Sat, Aug 25, 2007 - Page 12 News List

China Airlines' losses decline in second quarter

GOOD PROSPECTS After seeing a smaller loss in the second quarter, the carrier may post a profit in the third quarter given rising exports, an analyst said


China Airlines Ltd (中華航空), whose chairman offered to resign this week after one of its planes was destroyed by a fire, said that losses in the second quarter narrowed on lower fuel costs and increasing travel demand.

Net loss was NT$62.4 million (US$1.9 million) in the three months ended June 30, compared with a loss of NT$257.1 million a year earlier. The numbers were derived by subtracting first-quarter results from six-month figures released yesterday.

The carrier said sales rose 7.4 percent in the period, as economic growth boosted passenger traffic.

Company chairman Philip Wei (魏幸雄) offered to resign after a Boeing Co 737 burst into flames at Japan's Naha Airport on Monday.

"The worst is over for the company," said Stone Lin, an analyst at Yuanta Core Pacific Securities Co (元大京華證券), who has a "buy" rating on the stock.

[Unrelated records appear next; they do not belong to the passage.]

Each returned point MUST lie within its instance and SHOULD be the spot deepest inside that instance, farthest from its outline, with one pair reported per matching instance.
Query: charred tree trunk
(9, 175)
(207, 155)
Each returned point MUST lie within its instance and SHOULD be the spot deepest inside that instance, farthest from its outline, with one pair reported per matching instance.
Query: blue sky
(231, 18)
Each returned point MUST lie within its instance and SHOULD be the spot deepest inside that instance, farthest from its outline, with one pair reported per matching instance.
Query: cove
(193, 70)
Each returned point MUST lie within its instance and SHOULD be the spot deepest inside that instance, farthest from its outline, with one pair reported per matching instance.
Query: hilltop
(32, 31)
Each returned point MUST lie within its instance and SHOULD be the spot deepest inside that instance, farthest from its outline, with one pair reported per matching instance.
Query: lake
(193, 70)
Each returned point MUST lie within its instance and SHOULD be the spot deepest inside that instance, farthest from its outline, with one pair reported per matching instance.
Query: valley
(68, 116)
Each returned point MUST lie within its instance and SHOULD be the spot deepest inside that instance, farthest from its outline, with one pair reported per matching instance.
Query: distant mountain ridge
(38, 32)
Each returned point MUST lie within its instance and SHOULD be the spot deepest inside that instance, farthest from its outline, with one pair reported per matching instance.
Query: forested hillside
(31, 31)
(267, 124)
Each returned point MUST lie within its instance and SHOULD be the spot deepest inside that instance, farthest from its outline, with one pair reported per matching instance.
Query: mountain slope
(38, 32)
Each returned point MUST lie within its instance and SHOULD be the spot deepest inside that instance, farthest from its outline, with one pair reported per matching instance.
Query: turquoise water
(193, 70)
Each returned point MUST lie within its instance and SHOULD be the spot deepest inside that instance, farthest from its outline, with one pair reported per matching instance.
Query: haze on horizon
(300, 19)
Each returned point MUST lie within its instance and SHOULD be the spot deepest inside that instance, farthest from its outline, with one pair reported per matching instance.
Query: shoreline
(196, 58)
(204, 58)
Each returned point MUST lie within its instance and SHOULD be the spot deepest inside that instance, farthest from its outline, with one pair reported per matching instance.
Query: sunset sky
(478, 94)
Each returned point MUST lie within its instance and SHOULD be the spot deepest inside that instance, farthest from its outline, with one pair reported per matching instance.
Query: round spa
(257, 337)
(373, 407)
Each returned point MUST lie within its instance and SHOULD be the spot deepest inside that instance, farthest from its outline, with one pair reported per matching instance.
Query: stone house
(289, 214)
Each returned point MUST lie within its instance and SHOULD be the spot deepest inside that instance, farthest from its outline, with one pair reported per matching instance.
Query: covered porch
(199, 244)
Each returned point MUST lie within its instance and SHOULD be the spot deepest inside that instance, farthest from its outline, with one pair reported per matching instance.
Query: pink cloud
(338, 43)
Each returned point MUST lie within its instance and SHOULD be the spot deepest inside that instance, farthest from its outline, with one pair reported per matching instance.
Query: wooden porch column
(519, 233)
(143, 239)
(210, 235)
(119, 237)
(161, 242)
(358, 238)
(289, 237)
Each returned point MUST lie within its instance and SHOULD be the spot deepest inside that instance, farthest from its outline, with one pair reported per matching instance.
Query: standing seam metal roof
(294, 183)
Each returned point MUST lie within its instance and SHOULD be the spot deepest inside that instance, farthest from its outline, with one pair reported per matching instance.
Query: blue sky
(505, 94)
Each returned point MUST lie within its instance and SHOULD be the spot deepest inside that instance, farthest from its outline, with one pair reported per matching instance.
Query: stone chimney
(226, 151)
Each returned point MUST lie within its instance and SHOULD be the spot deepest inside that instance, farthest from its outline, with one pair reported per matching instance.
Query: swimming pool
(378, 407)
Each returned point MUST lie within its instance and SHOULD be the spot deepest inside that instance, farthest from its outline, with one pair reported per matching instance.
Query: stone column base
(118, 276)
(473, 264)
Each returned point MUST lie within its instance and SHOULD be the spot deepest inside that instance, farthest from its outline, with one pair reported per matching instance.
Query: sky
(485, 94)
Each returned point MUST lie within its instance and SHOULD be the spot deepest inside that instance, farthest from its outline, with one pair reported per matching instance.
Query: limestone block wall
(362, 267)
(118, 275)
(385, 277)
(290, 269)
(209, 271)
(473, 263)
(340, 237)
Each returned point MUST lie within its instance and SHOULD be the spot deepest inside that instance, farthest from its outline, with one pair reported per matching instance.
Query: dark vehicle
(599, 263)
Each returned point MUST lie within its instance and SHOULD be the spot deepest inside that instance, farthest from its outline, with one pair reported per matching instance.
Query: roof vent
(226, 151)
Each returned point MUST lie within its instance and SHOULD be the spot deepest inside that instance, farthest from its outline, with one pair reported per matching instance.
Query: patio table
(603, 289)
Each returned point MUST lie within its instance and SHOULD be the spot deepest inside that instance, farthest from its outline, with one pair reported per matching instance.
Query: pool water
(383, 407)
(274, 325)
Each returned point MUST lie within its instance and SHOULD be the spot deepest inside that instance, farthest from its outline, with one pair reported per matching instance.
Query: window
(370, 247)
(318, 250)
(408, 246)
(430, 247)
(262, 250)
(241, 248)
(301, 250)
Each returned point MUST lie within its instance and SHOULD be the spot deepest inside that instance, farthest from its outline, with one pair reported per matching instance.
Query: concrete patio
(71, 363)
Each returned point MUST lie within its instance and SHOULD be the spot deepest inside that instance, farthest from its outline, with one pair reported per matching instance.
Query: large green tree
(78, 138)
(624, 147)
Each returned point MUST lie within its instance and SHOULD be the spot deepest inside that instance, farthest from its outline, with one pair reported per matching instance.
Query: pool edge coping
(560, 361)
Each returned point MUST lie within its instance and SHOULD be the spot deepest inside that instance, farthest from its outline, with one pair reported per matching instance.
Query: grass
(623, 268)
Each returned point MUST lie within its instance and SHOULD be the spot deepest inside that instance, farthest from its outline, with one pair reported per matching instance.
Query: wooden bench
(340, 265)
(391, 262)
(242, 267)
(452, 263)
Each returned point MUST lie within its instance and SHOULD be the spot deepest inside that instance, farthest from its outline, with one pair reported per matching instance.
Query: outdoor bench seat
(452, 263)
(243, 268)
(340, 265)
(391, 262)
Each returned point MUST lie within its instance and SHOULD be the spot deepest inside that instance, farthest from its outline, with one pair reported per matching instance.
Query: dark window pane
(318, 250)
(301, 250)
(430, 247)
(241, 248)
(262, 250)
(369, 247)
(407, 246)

Second-quarter sales totaled NT$31 billion, based on monthly filings to the Taiwan Stock Exchange. Johnson Sun (孫鴻文), a spokesman for the Taipei-based carrier, declined to comment on the derived numbers.

China Airlines will likely post a third-quarter profit given growing exports, Lin said.

The Naha fire will probably have a limited effect because of insurance, he said.

All 165 people onboard escaped from the plane, which had just landed.

China Airlines shares climbed NT$0.05, or 0.39 percent, to NT$12.85 on the Taiwan Stock Exchange before the earnings announcement. The stock has fallen 16 percent this year.

The airline posted a loss of NT$868.3 million in the first half of the year, compared with a profit of NT$128.1 million a year earlier, it said in a filing to the stock exchange yesterday.

The nation's airports handled 4.3 percent more passengers on international flights in the first half than a year earlier, according to the statistics bureau.

Jet fuel, the biggest expense for most Asian airlines, averaged US$82.09 in the second quarter in Singapore, 3.9 percent less than a year earlier, data compiled by Bloomberg showed.